As best we can work out less than 50% of median wage is a modest minimum wage, above that an immodest one. Which is why Bernstein, the EPI, Dube, Krueger, Larry Mishel, large numbers of economists who do support a rise in the minimum wage. support a rise to only $12. Because that’s roughly 50% of America’s full year, full time, minimum wage. I’m a bit cynical of that target myself to be honest: I think the literature tells us that 50% of the regular median wage, not just the full time one (and so, the median of part time and part year as well as full time full year employment) is the number to be looking at. That’s around $17 an hour these days, meaning that the minimum wage should be, assuming we’re going to make the mistake of having one at all, no higher than $8.50.
But Kentucky’s cut back to $7.25:
In another executive order this week, Bevin reversed former Gov. Beshear’s move to raise the state’s minimum wage for government workers and contractors to $10.10 an hour, bringing it back down to $7.25 an hour.

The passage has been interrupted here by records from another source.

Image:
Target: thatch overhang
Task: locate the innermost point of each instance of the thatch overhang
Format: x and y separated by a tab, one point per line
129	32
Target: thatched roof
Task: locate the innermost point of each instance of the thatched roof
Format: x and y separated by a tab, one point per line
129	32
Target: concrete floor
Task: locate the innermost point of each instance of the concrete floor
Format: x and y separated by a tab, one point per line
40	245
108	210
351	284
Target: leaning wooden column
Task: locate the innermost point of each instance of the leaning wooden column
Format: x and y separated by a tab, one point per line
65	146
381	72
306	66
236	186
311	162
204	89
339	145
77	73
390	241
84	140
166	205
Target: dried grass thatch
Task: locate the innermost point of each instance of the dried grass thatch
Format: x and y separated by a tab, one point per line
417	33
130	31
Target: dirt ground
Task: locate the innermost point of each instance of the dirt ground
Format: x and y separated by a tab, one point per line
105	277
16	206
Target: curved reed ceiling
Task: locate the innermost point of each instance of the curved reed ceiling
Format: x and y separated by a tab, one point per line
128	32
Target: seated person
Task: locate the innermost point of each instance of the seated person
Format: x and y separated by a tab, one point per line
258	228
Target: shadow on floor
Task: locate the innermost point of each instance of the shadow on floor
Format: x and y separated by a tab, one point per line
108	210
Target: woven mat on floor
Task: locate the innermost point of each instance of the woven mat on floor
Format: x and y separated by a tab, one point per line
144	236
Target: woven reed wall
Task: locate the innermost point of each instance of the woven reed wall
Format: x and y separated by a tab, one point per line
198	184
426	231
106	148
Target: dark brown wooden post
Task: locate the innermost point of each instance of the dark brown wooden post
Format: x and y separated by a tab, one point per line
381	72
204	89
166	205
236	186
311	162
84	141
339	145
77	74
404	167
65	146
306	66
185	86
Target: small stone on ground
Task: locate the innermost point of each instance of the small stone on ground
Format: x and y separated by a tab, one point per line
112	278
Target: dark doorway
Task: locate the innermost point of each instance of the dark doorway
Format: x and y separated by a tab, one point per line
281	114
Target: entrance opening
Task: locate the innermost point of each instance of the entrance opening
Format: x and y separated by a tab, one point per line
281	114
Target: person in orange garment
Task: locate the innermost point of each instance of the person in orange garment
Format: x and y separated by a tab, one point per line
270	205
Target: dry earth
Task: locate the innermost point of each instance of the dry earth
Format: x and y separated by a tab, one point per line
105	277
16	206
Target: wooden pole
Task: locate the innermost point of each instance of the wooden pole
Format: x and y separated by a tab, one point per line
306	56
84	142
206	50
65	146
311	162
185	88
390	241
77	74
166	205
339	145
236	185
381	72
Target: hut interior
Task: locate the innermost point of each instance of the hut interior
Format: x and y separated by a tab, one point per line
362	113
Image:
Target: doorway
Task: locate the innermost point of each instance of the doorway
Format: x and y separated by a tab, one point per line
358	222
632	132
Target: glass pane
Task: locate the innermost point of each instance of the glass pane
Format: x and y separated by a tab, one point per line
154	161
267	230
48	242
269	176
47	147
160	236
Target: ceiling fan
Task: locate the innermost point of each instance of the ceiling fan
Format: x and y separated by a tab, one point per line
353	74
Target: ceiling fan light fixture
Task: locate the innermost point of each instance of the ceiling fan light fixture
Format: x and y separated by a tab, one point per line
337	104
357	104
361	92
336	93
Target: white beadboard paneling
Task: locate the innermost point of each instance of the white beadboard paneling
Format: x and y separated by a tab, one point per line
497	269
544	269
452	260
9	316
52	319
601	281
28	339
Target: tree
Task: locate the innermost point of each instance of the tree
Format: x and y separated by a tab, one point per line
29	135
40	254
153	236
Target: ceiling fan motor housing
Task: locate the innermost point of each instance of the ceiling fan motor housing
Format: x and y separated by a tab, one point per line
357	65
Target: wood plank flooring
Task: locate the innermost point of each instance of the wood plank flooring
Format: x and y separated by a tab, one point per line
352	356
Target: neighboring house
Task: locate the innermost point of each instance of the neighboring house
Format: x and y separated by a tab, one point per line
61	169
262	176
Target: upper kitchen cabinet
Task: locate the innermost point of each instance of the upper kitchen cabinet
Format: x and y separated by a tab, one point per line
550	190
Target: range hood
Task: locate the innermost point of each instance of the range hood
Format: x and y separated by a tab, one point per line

About 800 state workers who have already gotten raises will be able to keep them, but new hires will now have to start at the lower pay rate. In the order, Bevin hinted that he would prefer the state have no minimum wage at all: “Wage rates ideally would be established by the demands of the labor market instead of being set by the government,” he said.
I agree entirely with that statement, indeed would go further. For wages are entirely set by the market: those who don’t produce enough to be worth $10.10. or $7.15, end up getting nothing as they have no job at all.